One final point about Kazez. In an interview she notes that she does not quite understand why there is a degree of frustration expressed by vegans as to why she is vegetarian, as she is an advocate for animal rights and believes that veganism adheres to our obligations to animals to a greater extent than vegetarianism (though albeit she believes these are supererogatory obligations). She is after all doing a lot more to support animal rights than your average meat eater, so why the frustration.

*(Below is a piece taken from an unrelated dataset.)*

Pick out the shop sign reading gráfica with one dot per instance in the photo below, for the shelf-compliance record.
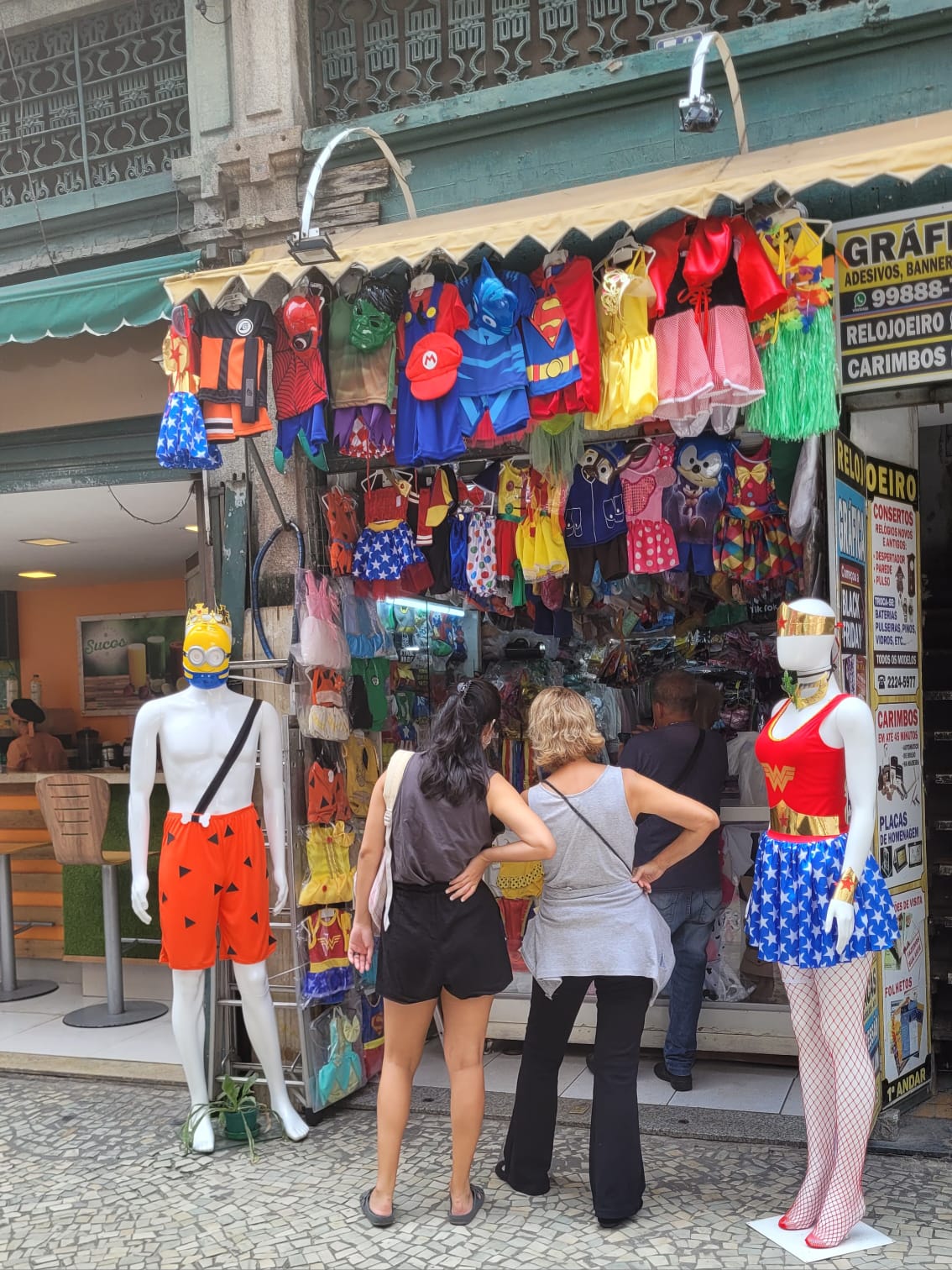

The problem is that she is not just some individual vegetarian, she is a leader in animal rights philosophy, and she is a published author whom others, like it or not, will follow. If even she cannot adhere to a vegan diet because she cannot bear the inconvenience or lack of easy food options, then why should any of the people so inspired by her work to respect animal go vegan either? She therefore has a responsibility to go vegan, and she has a responsibility to recognise where she uses weak arguments to justify her own behaviour. It is this clash of expectation and responsibility that causes many vegans to become frustrated.
In conclusion I think we can take both the deontology of the abolitionists and the concern for welfare from the utilitarians like vegan strategist, and reconcile these views to support animal rights in a way that is both effective and just. We can take the parts of Kazez’s philosophy that is useful and disregard what is not. It is through this approach that I think the animal rights movement can get past the abolitionist/welfarist split, supporting welfare reform through animal rights.